The Wet Seal Inc. said Thursday that, despite tight inventory and expense controls, fourth-quarter profits eroded 64.8 percent.

This story first appeared in the March 27, 2009 issue of WWD. Subscribe Today.

Additionally, despite the Arden B. division’s 32.1 percent decline in same-store sales during the period, Wet Seal has no plans to get rid of the operation.

For the period ended Jan. 31, net income fell to $4.3 million, or 4 cents a diluted share, from $12.2 million, or 13 cents a share, in the year-ago period. Excluding impairment charges and benefits from unredeemed store credits, gift cards and gift certificates, net income was 9 cents a share, 2 cents better than analysts expected. Revenue receded 13.7 percent to $154.9 million, including “breakage” benefits of $300,000, from $179.6 million, including benefits of $3.7 million, last year.

Comparable-store sales slid 13.4 percent, as Arden B.’s decline was offset by an 8.6 percent drop at the company’s namesake unit.

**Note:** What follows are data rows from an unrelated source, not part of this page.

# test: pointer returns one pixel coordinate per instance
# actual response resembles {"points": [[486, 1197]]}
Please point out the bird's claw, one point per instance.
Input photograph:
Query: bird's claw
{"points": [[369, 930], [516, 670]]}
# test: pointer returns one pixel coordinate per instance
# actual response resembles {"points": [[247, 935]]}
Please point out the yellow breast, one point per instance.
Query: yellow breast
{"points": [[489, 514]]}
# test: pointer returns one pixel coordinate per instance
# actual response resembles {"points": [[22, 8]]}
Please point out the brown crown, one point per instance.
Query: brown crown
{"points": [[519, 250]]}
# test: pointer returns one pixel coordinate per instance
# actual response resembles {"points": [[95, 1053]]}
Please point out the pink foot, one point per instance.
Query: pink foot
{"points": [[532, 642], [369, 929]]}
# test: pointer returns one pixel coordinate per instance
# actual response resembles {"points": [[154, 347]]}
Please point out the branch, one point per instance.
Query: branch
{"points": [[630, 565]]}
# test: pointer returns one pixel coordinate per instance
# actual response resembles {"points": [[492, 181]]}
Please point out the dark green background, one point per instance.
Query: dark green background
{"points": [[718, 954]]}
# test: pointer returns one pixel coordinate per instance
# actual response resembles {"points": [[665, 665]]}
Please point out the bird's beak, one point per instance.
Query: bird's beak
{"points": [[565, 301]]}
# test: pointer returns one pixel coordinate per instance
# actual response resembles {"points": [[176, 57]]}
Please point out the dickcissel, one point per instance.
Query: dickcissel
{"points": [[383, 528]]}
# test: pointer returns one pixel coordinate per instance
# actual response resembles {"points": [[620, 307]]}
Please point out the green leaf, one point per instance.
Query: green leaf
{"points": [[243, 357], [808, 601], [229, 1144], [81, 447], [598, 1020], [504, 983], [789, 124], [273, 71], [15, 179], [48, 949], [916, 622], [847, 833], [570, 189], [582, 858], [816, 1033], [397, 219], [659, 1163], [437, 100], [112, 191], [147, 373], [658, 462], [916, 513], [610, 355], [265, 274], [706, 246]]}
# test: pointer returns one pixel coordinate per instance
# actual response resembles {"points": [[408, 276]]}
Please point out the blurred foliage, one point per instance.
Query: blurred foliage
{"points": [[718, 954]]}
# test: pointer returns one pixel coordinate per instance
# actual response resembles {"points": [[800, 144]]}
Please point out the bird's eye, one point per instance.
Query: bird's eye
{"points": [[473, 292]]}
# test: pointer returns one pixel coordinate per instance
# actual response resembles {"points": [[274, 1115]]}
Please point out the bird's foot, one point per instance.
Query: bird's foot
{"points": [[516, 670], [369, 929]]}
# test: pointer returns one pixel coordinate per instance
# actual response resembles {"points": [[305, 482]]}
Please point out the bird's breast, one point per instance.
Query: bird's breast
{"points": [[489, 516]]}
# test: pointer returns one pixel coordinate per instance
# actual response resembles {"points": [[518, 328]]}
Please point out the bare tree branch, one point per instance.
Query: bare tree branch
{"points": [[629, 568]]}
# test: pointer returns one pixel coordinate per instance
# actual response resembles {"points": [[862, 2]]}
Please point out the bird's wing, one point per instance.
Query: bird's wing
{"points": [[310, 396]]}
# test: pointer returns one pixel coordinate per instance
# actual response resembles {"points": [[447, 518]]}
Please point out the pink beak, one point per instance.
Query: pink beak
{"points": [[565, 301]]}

Edmond Thomas, chief executive officer, said on the company earnings call that Wet Seal “may accelerate store closures” at Arden B., leases of which are up in four to five years, but denied plans for its closure. Pointing to improvements in the brand’s pricing strategy, cost structure and inventory, Thomas assured analysts, “We have no plans to dispose of this division or close this division.”

Net income for the year jumped 29.8 percent to $30.2 million, or 30 cents a share, versus $23.2 million, or 23 cents, a year earlier. Sales declined 3 percent to $593 million from $611.2 million in the prior year.

The Foothill Ranch, Calif.-based retailer said it expects first-quarter EPS between 2 cents and 6 cents on sales of $131.2 million to $137.5 million, including a comp decline of 3 percent to 8 percent. The company will open one Wet Seal store and close two Arden B. stores during the quarter, but said it expects its store count to remain flat or decline slightly for fiscal 2009.